To walk along one of the hedgerows of red cedar trees that separate the rolling meadows of Spring Farm is to experience the dominant landscape of our recent agricultural past. Yet the fields here are maintained not for pasture, hay or other crops, as they were in the 19th century, but rather to provide habitat for grassland wildlife species. So it was gratifying, on my recent walk searching for signs of spring with 35 people, that one keen-eyed member of our group spotted a male Eastern bluebird, perched on an outstretched oak branch, in full view. Clearly this bird, who had been skulking near the edge of the woods till recently, had come out into the open to sun himself. Though bluebirds stay in the area all winter most years, we still greeted the appearance of this lone, powder-blue male as a convincing sign that spring had indeed arrived.
Making our way up the Crag trail, though, slogging through four inches of snow, it still felt as though winter had not quite released its grip on the land. The rosy round flower buds of red maples appeared poised to open, but none had bloomed so far. We heard only a few, distant birdcalls, and saw no mourning cloak butterflies, or skeins of migrating geese high overhead.

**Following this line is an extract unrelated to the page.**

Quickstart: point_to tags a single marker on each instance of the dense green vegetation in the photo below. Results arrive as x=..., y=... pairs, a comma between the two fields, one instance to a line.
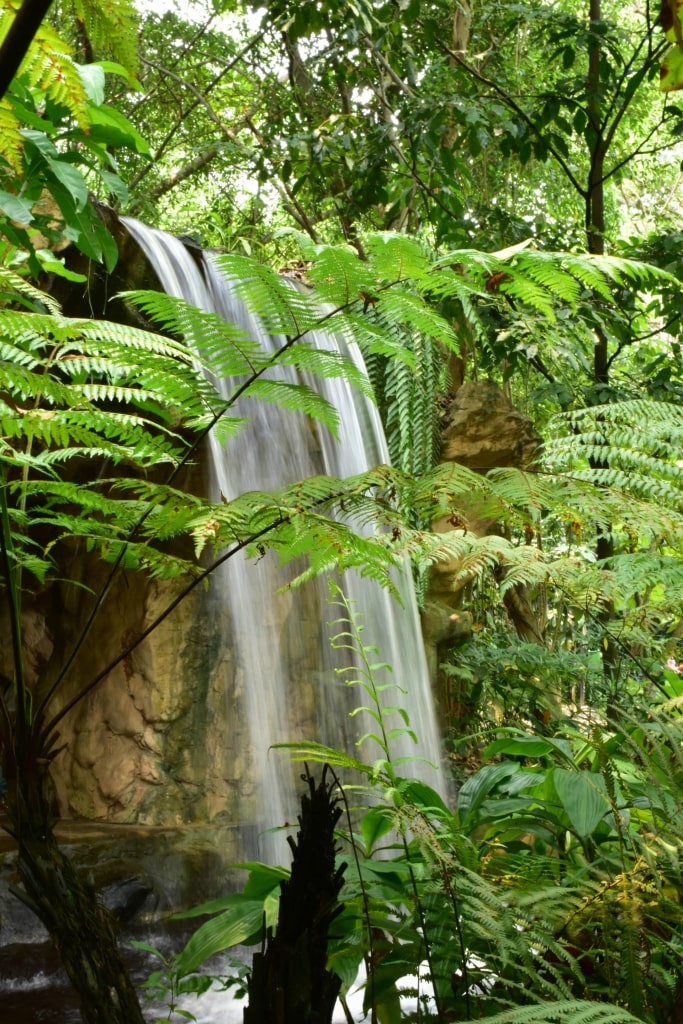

Yet we pressed on, and were soon rewarded by the sight of sap oozing from a pair of freshly drilled woodpecker holes in a young sugar maple. Encouraged, we made our way along Cedar Drive, stopping to look at a small overwintering fly someone had spotted on the snow’s sunlit surface. We admired this winter fly as if we were sailors on a long voyage, and this were a welcome sign of land. Many of us, who had swatted flies in summer without a moment’s hesitation, now handled this one tenderly, and laid it carefully on the snow off the trail, hoping it might survive. This kindred feeling towards even the lowliest creatures, kindled by our collective desire to witness again the renewal of life that spring accomplishes without our help, expressed itself even more strongly when a man near the head of the group found another small black insect on the snow. The long curving antennae and narrow, delicately net-veined wings folded over its back showed it to be one of the early stoneflies, newly emerged from a nearby brook, where it had lived as a water-breathing nymph (larva) for up to four years. And here it was, for us to examine closely with our magnifying lenses, as though it were a rare find, as it seemed, to us, that it was.